Tuesday, March 20th, 2007
Local program set on feeding distillers' grain to cattle
By Nancy Allen
Current and proposed increases in ethanol production have significantly increased the cost of corn for feed on Ohio dairy farms and the local area is no exception.
On March 26 from 10 a.m. to 2:30 p.m. at the Maria Stein American Legion, the OSU Extension will hold a program for dairy farmers on feeding distillers' grains (DGs) to cattle. DGs, a byproduct of ethanol production, can be a less expensive substitute for shelled corn.
The event is being sponsored by the Auglaize County OSU Extension.
The program is designed to increase farmers' awareness of the nutritional value of DGs, feeding guidelines for growing, lactating and dry animals, and the storage and economic considerations associated with feeding DGs to livestock.
The market price for corn has doubled nationwide during the last two years, mostly as a result of the increasing demand for corn for ethanol. Consequently, feed prices also have risen.
Mercer County OSU Extension agent Todd Mangen said feeding DDGs likely will become more common as ethanol plants start production.
"I think it's going to become more common because it will become a lot more readily available with more ethanol plants," Mangen said. "They're going to take corn and they're going to have a byproduct that is less expensive than shelled corn or other feed additives."
Ground was broken late last year for an ethanol plant on state Route 571 near Greenville in Darke County and a group of Mercer County farmers has proposed to build one near Celina.
Mangen said the main reason the extension decided to present the program was due to inquiries from dairy farmers looking for a less expensive alternative, he said.
"There is definitely talk about it (high feed costs).
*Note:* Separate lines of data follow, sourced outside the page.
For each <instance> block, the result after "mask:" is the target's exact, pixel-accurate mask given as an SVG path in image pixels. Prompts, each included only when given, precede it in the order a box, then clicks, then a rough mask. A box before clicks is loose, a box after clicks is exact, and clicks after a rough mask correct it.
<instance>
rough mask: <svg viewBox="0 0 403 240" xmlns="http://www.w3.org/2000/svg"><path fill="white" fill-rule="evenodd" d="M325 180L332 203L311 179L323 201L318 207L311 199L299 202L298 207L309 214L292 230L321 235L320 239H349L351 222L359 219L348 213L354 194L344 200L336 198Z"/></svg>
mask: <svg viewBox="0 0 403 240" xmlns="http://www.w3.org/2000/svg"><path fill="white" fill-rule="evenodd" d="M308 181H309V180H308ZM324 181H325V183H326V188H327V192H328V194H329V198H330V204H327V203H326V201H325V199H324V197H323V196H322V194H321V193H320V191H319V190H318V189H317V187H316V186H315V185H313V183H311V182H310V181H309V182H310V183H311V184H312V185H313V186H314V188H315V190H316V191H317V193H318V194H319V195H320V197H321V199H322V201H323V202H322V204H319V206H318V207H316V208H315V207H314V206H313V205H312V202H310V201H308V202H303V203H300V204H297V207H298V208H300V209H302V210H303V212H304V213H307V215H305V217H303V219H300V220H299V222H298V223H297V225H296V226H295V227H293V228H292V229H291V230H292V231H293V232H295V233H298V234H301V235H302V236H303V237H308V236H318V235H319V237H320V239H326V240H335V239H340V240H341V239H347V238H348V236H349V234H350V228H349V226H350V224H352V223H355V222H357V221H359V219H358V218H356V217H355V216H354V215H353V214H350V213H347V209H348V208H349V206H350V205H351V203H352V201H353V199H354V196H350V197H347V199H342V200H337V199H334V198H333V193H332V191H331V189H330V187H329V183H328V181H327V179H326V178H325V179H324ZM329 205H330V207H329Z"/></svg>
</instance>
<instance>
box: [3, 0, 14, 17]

I've had people ask me about rations so they can figure out if it is cost effective to feed DGs," he said.
The program in Maria Stein will kick off with an introduction to distillers grains issues, which will include an overview of distilling, processing, expected production of DGs and trends.
Following is a list of presenters and the four topic areas they will discuss:
Nutritional Composition and variation in composition: Bill Weiss, an extension specialist on dairy nutrition and forages will discuss the concentration of nutrients in DGs, the variation within and among distilleries, economic/production consequences of variation and wet versus dry composition.
Feeding guidelines for dairy cows, heifers, dry cows: Maurice Eastridge, an extension specialist on dairy nutrition, will discuss how much DGs can be fed and in what types of diets it works best, sample diets, phosphorous and environmental issues.
Storage of wet distiller's grain: Bill Weiss will discuss how to store wet distillers' grain and the expected shrink losses associated with storage.
Economics: Diane Shoemaker, an extension dairy specialist, will discuss corn market implications on overall feed costs and how DDG costs compare to other feeds such as sesame and others.